“This world-scale ethylene facility is a foundational element in Dow’s strategy to utilize low-cost and advantaged shale gas feedstocks to enable growth in key value-add market-driven businesses,” says Andrew Liveris, chairman and CEO. “Collectively, Dow’s U.S. Gulf Coast investments serve as an integral component of our global growth strategy, where we are leveraging our first-mover advantage to deliver significant shareholder value, enabling the Company to achieve our near-term $10 billion EBITDA goal and beyond.”
With a nameplate capacity of approximately 1500 KTA, Dow’s new ethylene production facility is part of a multi-billion dollar investment. Alongside previously announced plastics and elastomers facilities, this will support market growth and expansions of Dow’s Performance Plastics franchise that includes:
• Next Generation Nordel metallocene EPDM to serve the consumer durables, automotive and electrical cable markets. (Capacity: 200 KTA)
• High Melt Index Specialty Elastomers used in hot melt adhesives for high performance flexible packaging, and hygiene and medical markets. (Capacity: 320 KTA)
• Elite Enhanced Polyethylene for high performance flexible packaging and hygiene and medical markets. (Capacity: 400 KTA)
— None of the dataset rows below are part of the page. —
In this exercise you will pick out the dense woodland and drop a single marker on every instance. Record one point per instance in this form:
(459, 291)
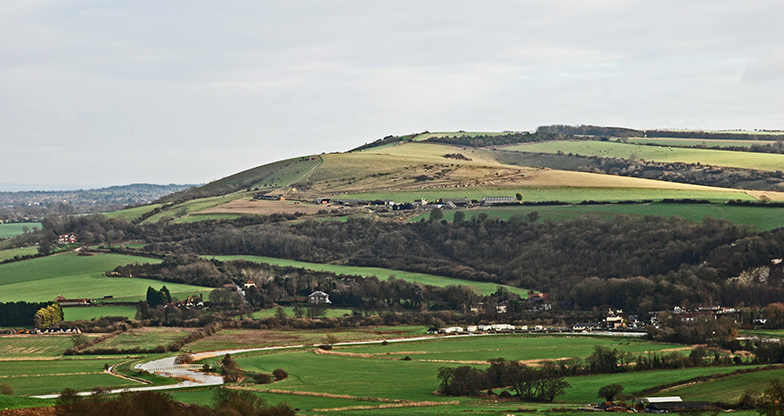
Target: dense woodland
(149, 403)
(638, 264)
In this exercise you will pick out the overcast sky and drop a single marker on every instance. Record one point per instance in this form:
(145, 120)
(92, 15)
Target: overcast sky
(100, 93)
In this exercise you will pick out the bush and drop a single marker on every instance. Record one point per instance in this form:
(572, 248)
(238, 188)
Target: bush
(262, 378)
(183, 359)
(280, 373)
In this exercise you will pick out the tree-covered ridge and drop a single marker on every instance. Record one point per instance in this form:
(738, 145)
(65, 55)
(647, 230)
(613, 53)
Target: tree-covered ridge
(634, 263)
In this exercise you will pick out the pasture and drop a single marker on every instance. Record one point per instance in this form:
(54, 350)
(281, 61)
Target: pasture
(727, 389)
(329, 313)
(527, 347)
(73, 276)
(584, 388)
(761, 218)
(245, 338)
(97, 312)
(368, 371)
(14, 252)
(185, 208)
(484, 288)
(44, 377)
(26, 347)
(573, 194)
(668, 141)
(17, 228)
(746, 160)
(132, 214)
(144, 338)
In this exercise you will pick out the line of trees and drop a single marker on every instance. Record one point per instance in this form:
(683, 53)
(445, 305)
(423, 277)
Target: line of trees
(528, 383)
(149, 403)
(20, 313)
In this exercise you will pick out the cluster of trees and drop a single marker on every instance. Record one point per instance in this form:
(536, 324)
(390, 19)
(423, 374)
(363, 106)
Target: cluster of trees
(149, 403)
(48, 316)
(499, 140)
(20, 313)
(528, 383)
(158, 297)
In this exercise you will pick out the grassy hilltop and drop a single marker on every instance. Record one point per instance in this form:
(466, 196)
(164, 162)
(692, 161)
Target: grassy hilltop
(475, 165)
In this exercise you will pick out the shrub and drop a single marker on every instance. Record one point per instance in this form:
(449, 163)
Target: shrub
(183, 359)
(262, 378)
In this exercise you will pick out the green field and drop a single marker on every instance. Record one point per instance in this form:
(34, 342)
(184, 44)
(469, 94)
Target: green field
(132, 214)
(245, 338)
(13, 252)
(512, 347)
(425, 279)
(330, 313)
(95, 312)
(378, 375)
(145, 338)
(727, 389)
(357, 377)
(23, 347)
(758, 217)
(20, 402)
(204, 217)
(584, 388)
(559, 193)
(763, 332)
(667, 141)
(425, 136)
(17, 228)
(189, 207)
(73, 276)
(746, 160)
(42, 377)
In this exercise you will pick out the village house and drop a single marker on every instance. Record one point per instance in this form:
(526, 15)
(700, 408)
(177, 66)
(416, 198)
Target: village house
(318, 297)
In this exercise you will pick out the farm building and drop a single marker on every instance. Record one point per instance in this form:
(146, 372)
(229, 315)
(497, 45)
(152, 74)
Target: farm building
(318, 297)
(497, 200)
(72, 302)
(260, 197)
(352, 202)
(66, 239)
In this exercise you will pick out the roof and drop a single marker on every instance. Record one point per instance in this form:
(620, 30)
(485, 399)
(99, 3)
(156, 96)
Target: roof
(662, 399)
(318, 293)
(498, 198)
(679, 405)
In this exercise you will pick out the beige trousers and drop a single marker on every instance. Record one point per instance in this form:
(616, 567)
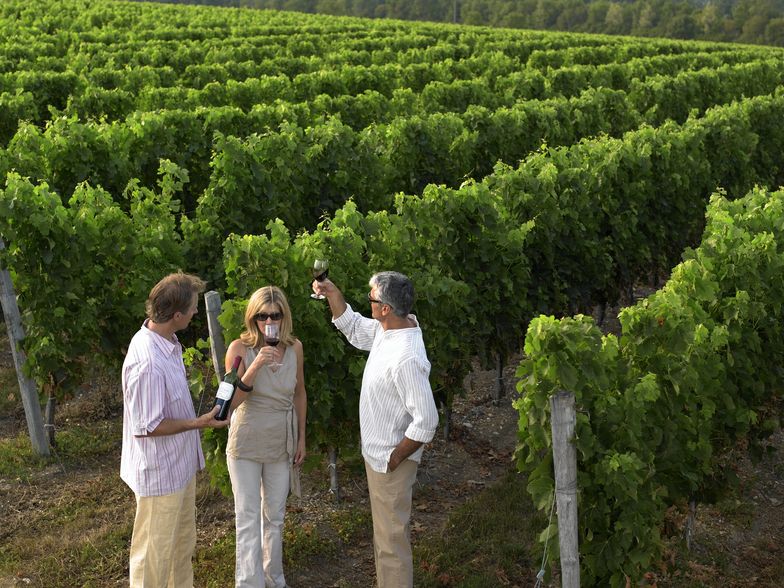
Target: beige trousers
(390, 504)
(164, 539)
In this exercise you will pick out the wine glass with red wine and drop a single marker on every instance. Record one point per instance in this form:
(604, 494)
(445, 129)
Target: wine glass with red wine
(272, 338)
(320, 271)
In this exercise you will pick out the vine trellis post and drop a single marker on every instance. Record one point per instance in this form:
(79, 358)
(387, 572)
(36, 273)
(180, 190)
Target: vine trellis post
(27, 388)
(217, 344)
(562, 421)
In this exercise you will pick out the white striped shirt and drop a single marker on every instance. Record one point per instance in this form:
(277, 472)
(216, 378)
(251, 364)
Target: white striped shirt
(396, 399)
(155, 387)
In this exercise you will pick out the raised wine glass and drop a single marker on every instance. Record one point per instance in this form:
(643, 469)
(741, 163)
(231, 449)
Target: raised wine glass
(320, 271)
(272, 338)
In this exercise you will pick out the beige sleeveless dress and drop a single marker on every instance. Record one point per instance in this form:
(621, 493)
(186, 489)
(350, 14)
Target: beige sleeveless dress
(264, 427)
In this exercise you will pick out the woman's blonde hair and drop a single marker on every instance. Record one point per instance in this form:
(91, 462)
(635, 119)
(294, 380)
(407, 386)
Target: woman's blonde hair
(274, 298)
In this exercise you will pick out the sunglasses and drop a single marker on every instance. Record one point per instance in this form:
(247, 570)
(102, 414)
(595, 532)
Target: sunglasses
(263, 316)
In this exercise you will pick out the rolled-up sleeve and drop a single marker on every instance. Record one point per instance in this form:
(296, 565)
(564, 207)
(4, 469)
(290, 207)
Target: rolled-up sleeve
(359, 330)
(413, 384)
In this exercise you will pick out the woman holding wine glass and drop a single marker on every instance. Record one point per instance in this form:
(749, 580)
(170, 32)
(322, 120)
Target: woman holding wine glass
(267, 435)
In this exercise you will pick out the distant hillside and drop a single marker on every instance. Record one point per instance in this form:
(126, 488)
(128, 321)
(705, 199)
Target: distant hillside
(744, 21)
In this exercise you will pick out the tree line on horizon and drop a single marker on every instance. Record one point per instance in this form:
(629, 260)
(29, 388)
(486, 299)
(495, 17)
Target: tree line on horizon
(742, 21)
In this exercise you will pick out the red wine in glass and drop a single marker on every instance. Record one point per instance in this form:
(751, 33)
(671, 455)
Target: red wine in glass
(320, 271)
(272, 338)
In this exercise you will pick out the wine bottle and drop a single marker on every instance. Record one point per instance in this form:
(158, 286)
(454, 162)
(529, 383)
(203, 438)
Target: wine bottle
(226, 391)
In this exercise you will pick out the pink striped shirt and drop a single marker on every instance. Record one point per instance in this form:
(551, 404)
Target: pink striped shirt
(155, 387)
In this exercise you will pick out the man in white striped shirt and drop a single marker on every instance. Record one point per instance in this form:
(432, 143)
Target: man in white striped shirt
(397, 413)
(161, 450)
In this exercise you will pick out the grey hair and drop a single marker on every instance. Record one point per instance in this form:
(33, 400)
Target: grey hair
(396, 290)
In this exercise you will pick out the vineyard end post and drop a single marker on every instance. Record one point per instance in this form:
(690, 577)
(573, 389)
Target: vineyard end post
(13, 321)
(563, 419)
(217, 344)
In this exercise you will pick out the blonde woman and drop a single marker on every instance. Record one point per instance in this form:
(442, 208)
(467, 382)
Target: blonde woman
(266, 436)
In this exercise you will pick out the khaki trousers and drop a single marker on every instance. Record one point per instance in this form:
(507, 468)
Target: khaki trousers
(390, 504)
(164, 539)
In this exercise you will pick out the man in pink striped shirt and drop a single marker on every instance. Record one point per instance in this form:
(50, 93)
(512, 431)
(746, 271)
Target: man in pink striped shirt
(161, 451)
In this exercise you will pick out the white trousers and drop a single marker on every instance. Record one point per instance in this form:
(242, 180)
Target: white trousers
(164, 539)
(390, 504)
(260, 492)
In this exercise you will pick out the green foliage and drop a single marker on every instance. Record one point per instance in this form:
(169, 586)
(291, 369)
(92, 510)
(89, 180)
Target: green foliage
(86, 296)
(692, 370)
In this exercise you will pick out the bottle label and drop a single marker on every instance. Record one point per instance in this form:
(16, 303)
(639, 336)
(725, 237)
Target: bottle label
(225, 391)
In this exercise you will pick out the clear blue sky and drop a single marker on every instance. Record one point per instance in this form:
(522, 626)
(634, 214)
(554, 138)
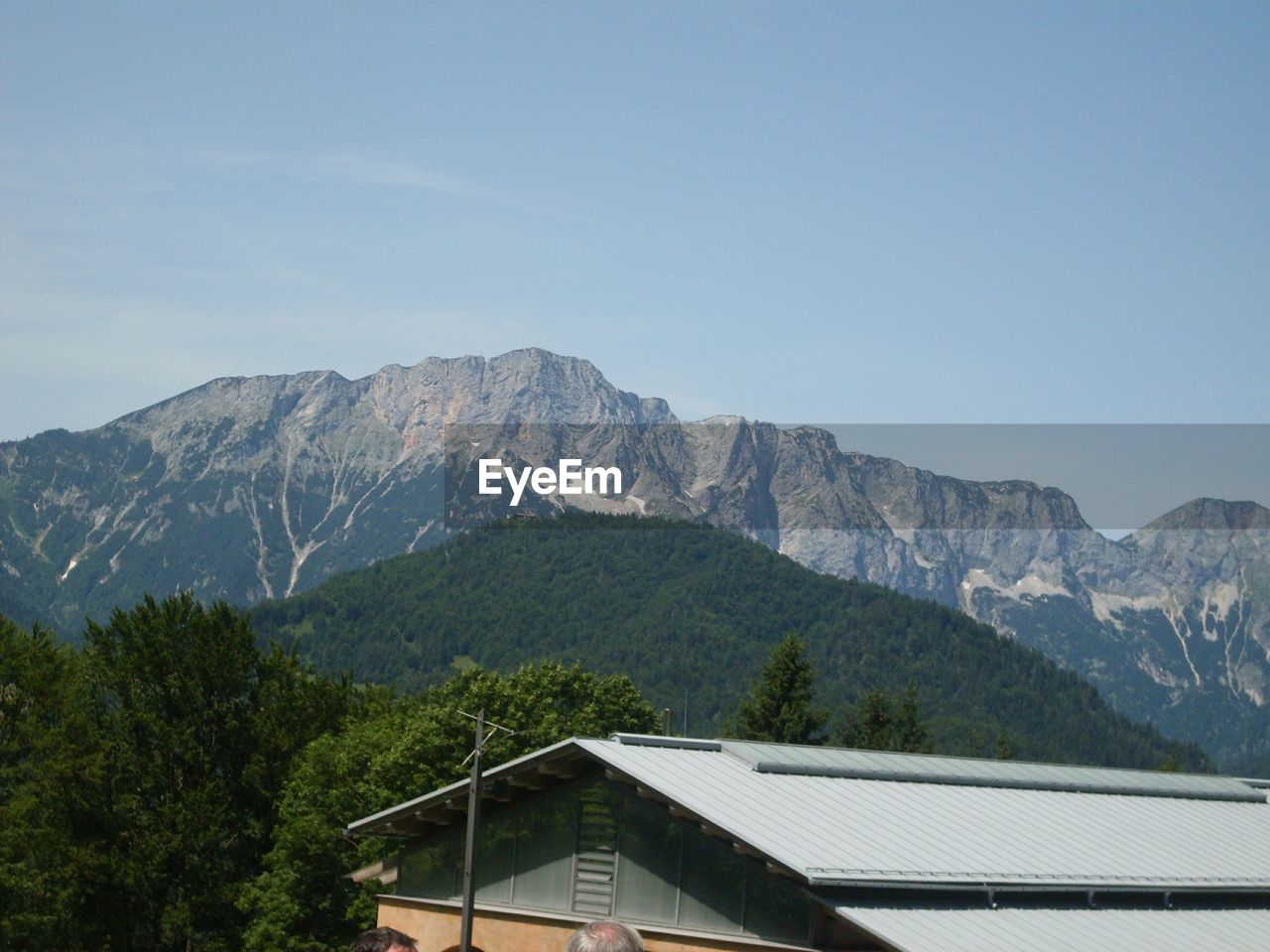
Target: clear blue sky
(833, 212)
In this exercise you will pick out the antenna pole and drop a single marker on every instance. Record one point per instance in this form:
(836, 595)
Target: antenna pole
(465, 936)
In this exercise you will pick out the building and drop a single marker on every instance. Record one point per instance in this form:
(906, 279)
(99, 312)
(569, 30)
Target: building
(731, 846)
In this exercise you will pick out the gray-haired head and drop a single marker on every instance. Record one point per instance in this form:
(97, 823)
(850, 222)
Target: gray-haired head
(604, 936)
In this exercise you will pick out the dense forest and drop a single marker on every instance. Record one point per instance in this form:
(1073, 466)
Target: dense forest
(173, 785)
(690, 613)
(178, 780)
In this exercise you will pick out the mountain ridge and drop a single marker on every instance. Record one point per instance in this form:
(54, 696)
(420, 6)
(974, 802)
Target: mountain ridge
(258, 486)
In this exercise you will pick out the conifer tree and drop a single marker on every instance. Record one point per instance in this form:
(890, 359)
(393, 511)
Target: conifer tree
(779, 707)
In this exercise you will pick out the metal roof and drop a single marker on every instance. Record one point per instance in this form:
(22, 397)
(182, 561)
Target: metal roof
(839, 830)
(962, 771)
(844, 817)
(1065, 929)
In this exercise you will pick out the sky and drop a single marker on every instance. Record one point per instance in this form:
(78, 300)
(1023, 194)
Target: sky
(851, 212)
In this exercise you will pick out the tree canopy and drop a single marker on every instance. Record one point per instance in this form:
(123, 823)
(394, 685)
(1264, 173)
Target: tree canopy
(780, 703)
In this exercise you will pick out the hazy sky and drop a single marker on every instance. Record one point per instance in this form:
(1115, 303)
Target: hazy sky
(861, 212)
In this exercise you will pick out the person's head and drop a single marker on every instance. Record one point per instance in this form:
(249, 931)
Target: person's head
(382, 939)
(604, 936)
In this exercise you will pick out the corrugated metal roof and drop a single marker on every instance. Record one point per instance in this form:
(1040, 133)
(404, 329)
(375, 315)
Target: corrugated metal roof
(1066, 929)
(961, 771)
(834, 830)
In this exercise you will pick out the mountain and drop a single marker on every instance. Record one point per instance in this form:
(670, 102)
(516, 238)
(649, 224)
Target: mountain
(691, 613)
(258, 488)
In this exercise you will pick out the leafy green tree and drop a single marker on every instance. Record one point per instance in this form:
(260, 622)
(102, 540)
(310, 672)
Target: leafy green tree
(878, 722)
(198, 726)
(53, 851)
(393, 751)
(779, 707)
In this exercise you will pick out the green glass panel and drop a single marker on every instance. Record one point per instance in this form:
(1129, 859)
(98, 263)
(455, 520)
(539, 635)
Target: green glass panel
(775, 909)
(544, 849)
(712, 885)
(495, 857)
(648, 874)
(430, 869)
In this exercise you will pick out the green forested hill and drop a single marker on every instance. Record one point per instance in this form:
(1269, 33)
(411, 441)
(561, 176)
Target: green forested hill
(691, 613)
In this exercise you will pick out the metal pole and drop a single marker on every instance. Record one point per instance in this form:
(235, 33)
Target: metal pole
(465, 937)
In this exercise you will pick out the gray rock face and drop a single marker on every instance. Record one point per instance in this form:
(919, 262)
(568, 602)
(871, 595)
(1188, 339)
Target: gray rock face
(257, 488)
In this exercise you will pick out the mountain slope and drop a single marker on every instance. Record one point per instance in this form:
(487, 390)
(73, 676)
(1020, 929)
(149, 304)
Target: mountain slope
(691, 613)
(250, 489)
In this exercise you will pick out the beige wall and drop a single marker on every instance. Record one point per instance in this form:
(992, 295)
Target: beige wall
(436, 928)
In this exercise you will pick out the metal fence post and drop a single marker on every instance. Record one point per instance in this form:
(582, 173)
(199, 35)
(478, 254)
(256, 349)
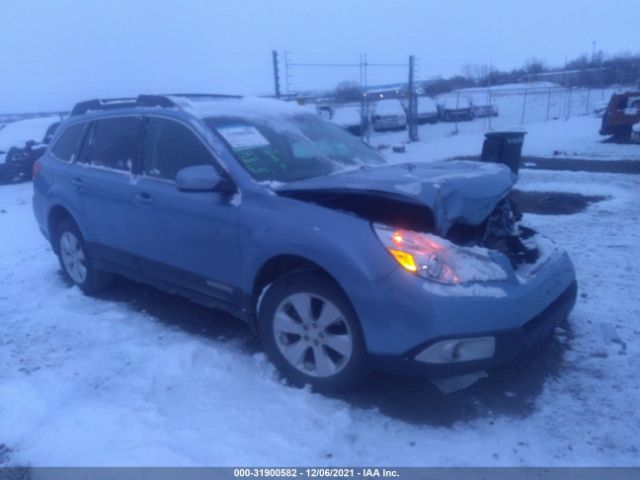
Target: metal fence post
(524, 105)
(548, 103)
(490, 102)
(457, 106)
(413, 103)
(276, 73)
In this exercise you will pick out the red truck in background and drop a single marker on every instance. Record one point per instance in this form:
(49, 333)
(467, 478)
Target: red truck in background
(621, 114)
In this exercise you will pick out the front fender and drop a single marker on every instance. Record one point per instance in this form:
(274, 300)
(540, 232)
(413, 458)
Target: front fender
(343, 245)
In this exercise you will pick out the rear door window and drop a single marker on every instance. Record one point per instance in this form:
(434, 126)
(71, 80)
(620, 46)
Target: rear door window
(170, 146)
(66, 148)
(113, 143)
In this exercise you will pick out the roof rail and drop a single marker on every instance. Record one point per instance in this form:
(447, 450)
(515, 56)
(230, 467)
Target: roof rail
(141, 101)
(116, 103)
(201, 95)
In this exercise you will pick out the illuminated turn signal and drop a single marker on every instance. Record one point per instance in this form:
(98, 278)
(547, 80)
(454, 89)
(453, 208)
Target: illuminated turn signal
(405, 259)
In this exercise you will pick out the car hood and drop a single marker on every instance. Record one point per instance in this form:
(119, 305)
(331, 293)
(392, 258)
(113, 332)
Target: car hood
(455, 191)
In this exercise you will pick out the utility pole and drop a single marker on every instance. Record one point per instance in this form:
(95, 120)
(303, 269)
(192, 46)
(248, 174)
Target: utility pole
(413, 102)
(276, 73)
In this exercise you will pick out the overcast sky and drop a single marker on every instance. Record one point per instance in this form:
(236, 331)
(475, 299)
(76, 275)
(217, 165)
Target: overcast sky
(54, 53)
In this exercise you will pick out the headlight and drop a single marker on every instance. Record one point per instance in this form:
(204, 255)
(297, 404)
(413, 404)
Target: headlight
(437, 259)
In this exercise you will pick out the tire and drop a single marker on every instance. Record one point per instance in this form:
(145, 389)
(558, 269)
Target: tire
(299, 345)
(75, 262)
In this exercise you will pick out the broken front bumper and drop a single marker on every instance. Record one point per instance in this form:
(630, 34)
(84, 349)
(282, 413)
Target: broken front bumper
(408, 318)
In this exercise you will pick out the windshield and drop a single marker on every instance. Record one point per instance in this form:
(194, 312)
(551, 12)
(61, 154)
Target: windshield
(289, 148)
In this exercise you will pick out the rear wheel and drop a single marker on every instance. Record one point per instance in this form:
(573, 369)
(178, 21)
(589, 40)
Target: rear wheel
(310, 332)
(75, 262)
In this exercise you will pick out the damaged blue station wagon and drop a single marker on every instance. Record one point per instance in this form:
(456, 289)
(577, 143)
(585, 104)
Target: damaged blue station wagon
(341, 261)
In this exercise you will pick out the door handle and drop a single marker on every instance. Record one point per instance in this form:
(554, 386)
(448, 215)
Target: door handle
(143, 198)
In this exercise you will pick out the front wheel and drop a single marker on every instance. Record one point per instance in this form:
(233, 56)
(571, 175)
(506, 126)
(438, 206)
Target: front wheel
(75, 262)
(310, 332)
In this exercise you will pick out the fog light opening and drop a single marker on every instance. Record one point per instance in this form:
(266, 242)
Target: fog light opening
(458, 350)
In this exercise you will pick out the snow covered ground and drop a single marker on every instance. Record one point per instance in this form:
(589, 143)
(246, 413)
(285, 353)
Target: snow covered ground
(138, 377)
(576, 137)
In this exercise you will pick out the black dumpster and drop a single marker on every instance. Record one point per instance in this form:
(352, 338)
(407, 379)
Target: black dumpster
(503, 147)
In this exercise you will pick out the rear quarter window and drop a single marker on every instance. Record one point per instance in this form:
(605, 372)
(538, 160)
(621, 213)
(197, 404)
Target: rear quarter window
(66, 148)
(113, 143)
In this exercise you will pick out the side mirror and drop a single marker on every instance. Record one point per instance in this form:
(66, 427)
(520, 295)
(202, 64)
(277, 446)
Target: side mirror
(203, 178)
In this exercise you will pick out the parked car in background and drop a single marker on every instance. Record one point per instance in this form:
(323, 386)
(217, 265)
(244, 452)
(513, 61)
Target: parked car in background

• New specialty low density polyethylene for protective packaging and power transmission markets. (Capacity: 350 KTA)
“When combined with our on-purpose propylene PDH project, which is more than 30% complete, this ethylene production facility takes Dow yet another step closer to realizing the full financial benefit of our Gulf Coast investment effort,” says Jim Fitterling, executive vice president, feedstocks, energy and performance plastics. “This investment will connect cost-advantaged raw materials to many of the company’s highest-margin downstream businesses—including Performance Plastics—businesses that also consistently deliver a high return on invested capital. Once fully operational, our Gulf Coast investments are projected to deliver an estimated $2.5 billion in EBITDA and will serve as a solid base for long-term growth while further strengthening Dow’s market competitiveness.”
In total, Dow’s comprehensive U.S. Gulf Coast investments in Texas and Louisiana will employ 5,000 workers during peak construction. The projects announced for the Freeport site represent the majority of those workers, with 4,000 required for construction of multiple feedstocks, derivatives and supporting infrastructure projects.
Dow Texas Operations in Freeport is Dow’s largest integrated manufacturing site worldwide and the largest chemical complex in North America with more than 4,200 employees and 3,800 contractors on site daily.